When I first heard Abba’s magnificent 1982 swansong ‘The Day Before You Came’, I’d never come across the Americanised use of the verb ‘make’, meaning ‘reach’. So the line ‘I must have made my desk around a quarter after nine’ baffled me. Given the Swedish obsession with self-assembly furniture, I even wondered whether Björn was using the word conventionally, and Ms Fältskog was in fact kneeling on the floor aligning Tab A with Groove C, while looking for the elusive Allen key with which to attach the castors.
On the other hand, if you are British, the lyrics to the Beach Boys’ song ‘Little Deuce Coupe’ are like the poem ‘Jabberwocky’, in that you can perfectly understand what the writer is getting at, even though you haven’t the foggiest what most of the words mean. Even ‘Deuce’ and ‘Coupe’: ‘She’s got a competition clutch with the four on the floor/ and she purrs like a kitten till the lake pipes roar.’
The problem with ordinary modern cars is they are so reliably boring they give you nothing to talk about
For the uninitiated, ‘four on the floor’ means a four-speed manual transmission with a floor-mounted gear-stick. ‘Four on the floor’ is here in contrast to ‘three on the tree’, which denotes a three-speed automatic transmission with the gear-shift mounted on the steering column
(or ‘tree’). And ‘lake pipes’ were the unsilenced, side-mounted pipes to which you would divert your exhaust for extra power when your hot rod no longer had to be road-legal — typically when racing on the dry ‘lakes’ of the Bonneville salt flats.

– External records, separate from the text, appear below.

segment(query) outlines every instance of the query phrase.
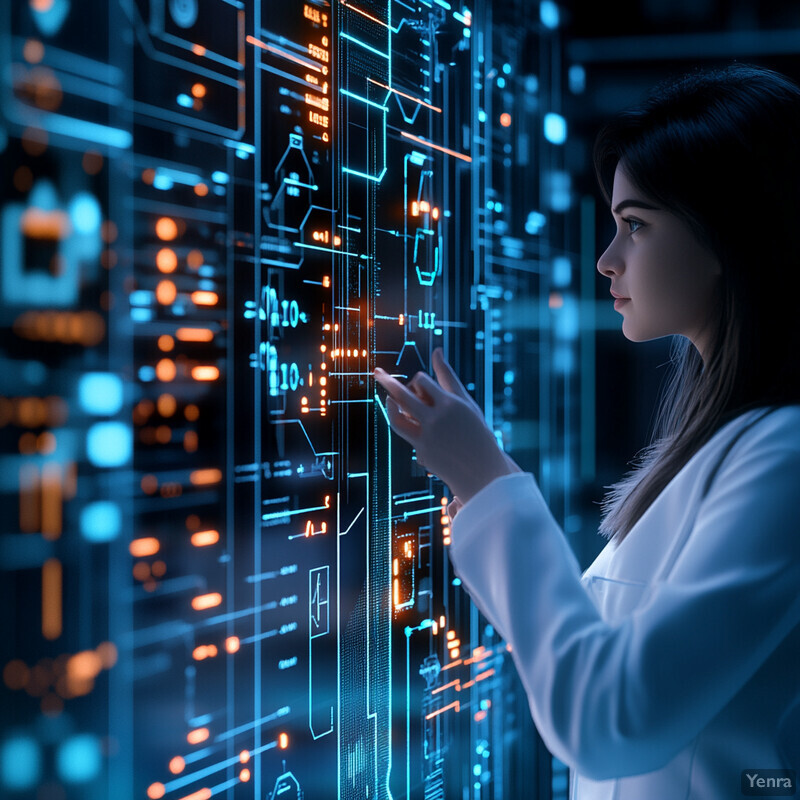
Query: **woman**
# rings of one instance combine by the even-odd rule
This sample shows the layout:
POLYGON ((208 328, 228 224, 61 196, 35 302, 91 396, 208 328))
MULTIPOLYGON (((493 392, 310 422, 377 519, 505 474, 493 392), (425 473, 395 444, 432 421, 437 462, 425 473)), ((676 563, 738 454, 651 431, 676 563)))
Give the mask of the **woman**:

This argot supports my theory that cars were not principally invented as a form of transportation. Instead automotive technology evolved to give men a nerdy vocabulary over which to bond while avoiding any awkward talk about emotions and stuff.
While I generally downplay the idea of innate gender differences, something weird happens when my wife and I attend the same party. Having talked for only ten minutes to a woman she has never met before, my wife can regale me on the drive home with a complete biographical account of the latter’s life. Her childhood, the places where she has lived since her acrimonious divorce in 1993, even bizarrely tangential personal details such as the names/ages/existence of the woman’s children.
I, meanwhile, have spent two hours talking to a bloke. ‘Who was that man you were talking to?’ my wife will ask. ‘I think he might be called Dave or something. He’s got a Tesla. We agreed it was better to continue on to the A299 at Junction 7 near Boughton-under-Blean than turning off on to the A2. Though he’ll switch to the M20 once the new Supercharging station opens. Eighty per cent battery in 25 minutes. Amazing.’
So here’s my optimistic prognosis for the electric car. It will be adopted not so much for environmental needs as conversational ones. The problem with ordinary modern cars is they are so reliably boring they give you nothing to talk about. But in a year or so, once pub conversation is peppered with phrases like ‘I was down to 23 per cent by Leigh Delamere, and there was no way I could reach the 50kW CHAdeMO at Membury before it hit crawler mode’, we’ll all have to go electric to avoid being left out.
I think Elon Musk understands this, which is why he peppers his cars with talkable additions like ‘dog mode’ or ‘fart mode’ (no, honestly). The autopilot option is really £7,000 worth of bragging rights: ‘I got from Nottingham to where the old Happy Eater used to be without intervening once.’ Meanwhile, at the other end of the table, a complete stranger will be regaling my wife with total irrelevancies — the birth of a child, perhaps, or a life-saving operation.
Rory Sutherland is vice-chairman of Ogilvy UK.